Font Size:  

“It’s going to sound crazy, but they said it was a German U-boat called the Bremen. When they started asking around about it, no one took them seriously until some American guy showed up and pressured them to reveal the location. Carlos’s cousins wouldn’t give up the info. They were scared of him and emailed Carlos about the man’s strong-arm tactics. After our mission, he was going to go down there to look into it with them. But then, just before we set sail, he got word they’d been murdered.”

Max looked at Juan and said, “That sounds like Tate’s handiwork. But what does he want with a U-boat?”

“It must be related to the sonic weapon somehow,” Juan said, before turning to Bradley. “Do you know what town these cousins were from?”

“Somewhere near a tributary of the Amazon River, but I don’t remember the name offhand.”

Juan sighed with disappointment. They were so close to finding out what Tate was protecting, and now it seemed just out of reach.

“But it doesn’t matter,” Bradley continued. “I can show you exactly where they claimed the U-boat was.”

Juan leaned forward with renewed hope. “How?”

Bradley smiled for the first time. “I have a map.”

42

THE AMAZON RIVER BASIN

From the open door of a chartered Agusta six-passenger helicopter, Zachariah Tate watched the jungle pass below, a nearly unbroken expanse of thick green carpet that was slashed only occasionally by one of the muddy brown tributaries of the Amazon. On his headset, he listened to Catherine Ballard recount the latest news about the discovery of the Kansas City. She was sitting across from him next to Farouk, who had his face buried in a laptop.

“Reports say that it was found by a Brazilian Navy corvette,” she said as she read from her sat-link phone, “and that twenty-six survivors have been transferred to an American Navy destroyer that arrived twenty-four hours later. A massive effort is currently under way by the Navy and the National Underwater and Marine Agency to raise the sub and bring it back to the U.S. NUMA is concerned that the nuclear reactor could contaminate the Brazilian coast if it leaks.”

“Did they report the names of any of the survivors?” Tate asked.

Ballard shook her head. “It’s only been a day and a half. They’re still notifying relatives.”

“Then it’s good we came here. If Jiménez is still alive, it’s only a matter of time before someone comes looking for the Bremen.” He turned to Farouk. “Any sign of it yet?”

Farouk shrugged without looking up. “It’s a big jungle. If we could ask the people who originally found the U-boat where it was, this would be a lot easier.”

Tate glared at him. “You think that it was a mistake for me to kill them??

?

Farouk looked up from the computer with alarm. “N-no. I just meant it’s difficult to find it with limited data. You were right to stop them from revealing the U-boat to the world. It could endanger everything we’ve worked for.”

Tate laughed. “Relax, Farouk.
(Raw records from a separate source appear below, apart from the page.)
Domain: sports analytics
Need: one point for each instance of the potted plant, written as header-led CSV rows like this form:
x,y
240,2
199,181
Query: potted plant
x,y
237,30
I’m just messing with you. We both thought the Kansas City was a total loss. How could we know some of the sailors would get out two weeks later? Anyway, Jiménez may have died in the wreckage. This search is just for insurance.”

Farouk smiled weakly. “No problem.” He went back to studying his screen.

Strapped to the underside of the helicopter was another piece of technology put together by Farouk. It was a LiDAR—a Light Detection and Ranging—imaging system. As the Agusta flew over the jungle, laser beams were being fired downward thousands of times every second. Most of the beams were blocked by the trees, but a good percentage got through to the ground, enough to form a picture of the terrain below by subtracting the tall jungle foliage from the image. It was the same tech archeologists used to map Mayan ruins hidden in Central American rain forests. Farouk’s computer was analyzing the data in real time and creating a map on his laptop. If the distinctive shape of a World War I–era U-boat was within their search grid, it should be easy to spot.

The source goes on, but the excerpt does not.